# Creating a Victorian Criminal mastermind an Emperor of Crime



## lwhitehead (Sep 3, 2015)

Hi as you know Steampunk setting is quite popular right now, Lady Mechanika comic is the one I want to crossover with. 


What I need help with is creating an original British City which is crossover with Manchester, London, and Liverpool. 

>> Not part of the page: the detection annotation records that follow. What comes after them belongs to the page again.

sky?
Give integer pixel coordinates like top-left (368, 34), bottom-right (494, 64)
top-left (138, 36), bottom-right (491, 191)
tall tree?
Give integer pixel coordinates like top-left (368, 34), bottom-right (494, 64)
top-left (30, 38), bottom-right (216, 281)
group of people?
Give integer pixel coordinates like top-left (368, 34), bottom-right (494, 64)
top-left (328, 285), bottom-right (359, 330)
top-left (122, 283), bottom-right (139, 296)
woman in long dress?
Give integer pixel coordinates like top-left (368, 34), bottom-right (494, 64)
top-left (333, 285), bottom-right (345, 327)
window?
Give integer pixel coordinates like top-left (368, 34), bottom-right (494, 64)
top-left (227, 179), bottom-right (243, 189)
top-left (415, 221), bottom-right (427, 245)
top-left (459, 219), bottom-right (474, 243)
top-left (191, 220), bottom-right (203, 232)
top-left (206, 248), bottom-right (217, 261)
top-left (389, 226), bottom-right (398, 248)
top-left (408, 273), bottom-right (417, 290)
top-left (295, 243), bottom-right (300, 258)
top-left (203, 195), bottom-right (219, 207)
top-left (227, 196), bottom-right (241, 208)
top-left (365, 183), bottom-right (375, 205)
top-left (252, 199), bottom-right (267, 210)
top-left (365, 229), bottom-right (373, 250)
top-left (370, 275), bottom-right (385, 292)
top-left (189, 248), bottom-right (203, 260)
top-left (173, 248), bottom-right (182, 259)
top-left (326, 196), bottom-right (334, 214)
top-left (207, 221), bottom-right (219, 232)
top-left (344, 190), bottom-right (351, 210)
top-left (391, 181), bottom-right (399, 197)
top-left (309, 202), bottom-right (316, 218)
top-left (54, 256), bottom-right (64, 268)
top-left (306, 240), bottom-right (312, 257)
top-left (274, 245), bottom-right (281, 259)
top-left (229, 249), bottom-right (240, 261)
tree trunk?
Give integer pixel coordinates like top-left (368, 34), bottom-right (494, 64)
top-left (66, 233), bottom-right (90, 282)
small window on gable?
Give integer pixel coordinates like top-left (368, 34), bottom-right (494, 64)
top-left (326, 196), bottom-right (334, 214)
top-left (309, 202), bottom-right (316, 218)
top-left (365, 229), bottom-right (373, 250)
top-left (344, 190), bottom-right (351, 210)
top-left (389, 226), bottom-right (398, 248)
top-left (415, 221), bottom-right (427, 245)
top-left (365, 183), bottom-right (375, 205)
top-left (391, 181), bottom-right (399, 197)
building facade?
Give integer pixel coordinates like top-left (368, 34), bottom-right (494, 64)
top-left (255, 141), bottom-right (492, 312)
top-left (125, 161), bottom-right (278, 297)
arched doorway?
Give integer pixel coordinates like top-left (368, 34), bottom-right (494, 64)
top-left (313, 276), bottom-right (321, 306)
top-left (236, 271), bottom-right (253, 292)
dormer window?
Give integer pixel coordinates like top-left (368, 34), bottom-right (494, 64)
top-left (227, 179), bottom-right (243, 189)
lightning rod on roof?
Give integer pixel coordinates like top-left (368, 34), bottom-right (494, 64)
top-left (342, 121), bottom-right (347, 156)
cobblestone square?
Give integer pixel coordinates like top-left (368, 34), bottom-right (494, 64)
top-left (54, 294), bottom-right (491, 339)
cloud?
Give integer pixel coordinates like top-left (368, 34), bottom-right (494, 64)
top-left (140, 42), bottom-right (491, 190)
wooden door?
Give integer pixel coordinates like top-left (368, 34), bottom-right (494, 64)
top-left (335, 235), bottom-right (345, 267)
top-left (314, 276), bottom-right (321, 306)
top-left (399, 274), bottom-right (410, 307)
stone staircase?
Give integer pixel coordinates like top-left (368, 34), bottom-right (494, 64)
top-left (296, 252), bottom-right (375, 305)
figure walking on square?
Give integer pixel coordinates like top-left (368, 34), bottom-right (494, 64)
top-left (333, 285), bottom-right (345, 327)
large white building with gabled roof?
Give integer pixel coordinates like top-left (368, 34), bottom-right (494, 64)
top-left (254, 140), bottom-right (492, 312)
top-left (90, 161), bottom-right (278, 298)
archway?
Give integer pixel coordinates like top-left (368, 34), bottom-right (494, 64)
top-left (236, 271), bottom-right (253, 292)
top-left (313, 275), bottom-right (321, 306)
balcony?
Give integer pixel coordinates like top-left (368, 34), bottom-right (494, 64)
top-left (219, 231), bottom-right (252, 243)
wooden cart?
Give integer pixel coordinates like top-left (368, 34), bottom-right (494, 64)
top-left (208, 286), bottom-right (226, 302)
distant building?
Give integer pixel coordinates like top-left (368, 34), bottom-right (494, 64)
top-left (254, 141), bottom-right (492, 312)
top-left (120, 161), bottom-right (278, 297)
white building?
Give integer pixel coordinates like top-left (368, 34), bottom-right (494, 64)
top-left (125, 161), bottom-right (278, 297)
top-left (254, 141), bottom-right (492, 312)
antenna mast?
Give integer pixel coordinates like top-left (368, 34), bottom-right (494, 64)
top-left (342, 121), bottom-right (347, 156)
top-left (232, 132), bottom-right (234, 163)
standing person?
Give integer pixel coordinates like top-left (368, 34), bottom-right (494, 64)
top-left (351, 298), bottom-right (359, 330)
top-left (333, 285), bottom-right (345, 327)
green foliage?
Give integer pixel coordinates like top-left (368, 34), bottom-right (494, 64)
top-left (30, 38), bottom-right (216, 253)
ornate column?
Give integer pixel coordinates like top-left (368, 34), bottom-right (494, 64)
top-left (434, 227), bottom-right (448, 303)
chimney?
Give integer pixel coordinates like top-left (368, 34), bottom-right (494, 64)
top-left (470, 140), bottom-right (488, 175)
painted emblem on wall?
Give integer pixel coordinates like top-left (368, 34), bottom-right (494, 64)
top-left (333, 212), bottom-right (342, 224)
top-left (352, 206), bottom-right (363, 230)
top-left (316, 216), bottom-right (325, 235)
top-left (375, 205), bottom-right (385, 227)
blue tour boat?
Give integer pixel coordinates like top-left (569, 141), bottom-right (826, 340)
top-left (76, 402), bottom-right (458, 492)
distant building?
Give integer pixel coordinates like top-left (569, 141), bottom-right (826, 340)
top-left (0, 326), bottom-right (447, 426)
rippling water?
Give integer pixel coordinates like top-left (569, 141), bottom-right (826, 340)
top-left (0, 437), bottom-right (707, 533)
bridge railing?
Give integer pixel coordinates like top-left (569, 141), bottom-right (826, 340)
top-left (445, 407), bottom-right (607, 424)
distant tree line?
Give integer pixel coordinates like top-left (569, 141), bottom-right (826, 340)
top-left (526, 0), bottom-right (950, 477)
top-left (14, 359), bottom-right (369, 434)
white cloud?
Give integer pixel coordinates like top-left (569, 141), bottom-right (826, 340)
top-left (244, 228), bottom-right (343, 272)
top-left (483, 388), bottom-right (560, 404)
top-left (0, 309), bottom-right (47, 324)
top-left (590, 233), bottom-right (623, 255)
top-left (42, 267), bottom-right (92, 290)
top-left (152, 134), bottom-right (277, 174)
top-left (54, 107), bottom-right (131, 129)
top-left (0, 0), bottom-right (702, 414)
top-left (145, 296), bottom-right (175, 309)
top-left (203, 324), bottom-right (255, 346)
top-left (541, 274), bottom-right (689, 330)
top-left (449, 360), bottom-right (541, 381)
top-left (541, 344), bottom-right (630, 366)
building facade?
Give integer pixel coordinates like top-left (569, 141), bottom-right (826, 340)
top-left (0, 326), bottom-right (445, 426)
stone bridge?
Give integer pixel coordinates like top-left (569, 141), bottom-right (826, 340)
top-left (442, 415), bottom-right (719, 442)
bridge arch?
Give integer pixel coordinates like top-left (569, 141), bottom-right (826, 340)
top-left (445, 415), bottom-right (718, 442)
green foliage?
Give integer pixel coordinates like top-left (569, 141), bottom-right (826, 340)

My Emperor of Crime who has an IQ of 250, is based on Profesor M, Stickleback, and others


Why he turned to crime it's simple his Father was working poor, but saved enough money to send him away for proper education but that's were he learned about the fact no matter how smart or talented he was he would rise high due to his background,


LW


----------



## lwhitehead (Sep 23, 2015)

Folks I still need help with this setting it does have protential for Steampunk as well, like Lady Mechanika.


LW


----------



## Riis Marshall (Sep 24, 2015)

Hello L

Your Profesor M, Stickleback character sounds a lot like Doyle's Professor Morarity. There's absolutely nothing wrong with basing your character or plot on something that's gone before but I reckon you're going to have to be truly creative to keep him from looking like a Sherlock Holmes clone.

All the best with your writing.

Warmest regards
Riis


----------



## Olly Buckle (Sep 24, 2015)

Here is a twist for you, people are always on about 'organised crime'. Your criminal may have the brainpower and the education, but his minions will be ordinary criminals, the sort who are a bit thick and have few or no morals, leaving him dealing with 'disorganised crime'. His organising and educating of the criminal class turns them into better people, still not good, but changed enough to cause conflict.  Just a thought. 
It is hard to tell what you are looking for, there are plenty of sources you can research British cities, have you decided on a suitable crime?


----------



## lwhitehead (May 22, 2016)

He is more like Emperor of the Night type of Criminal, he operates a huge network providing Fences for the low level criminals, controlling street level gangs that answer to him Woe to any Criminal who doesn't give him proper respect and cut of there loot.


LW


----------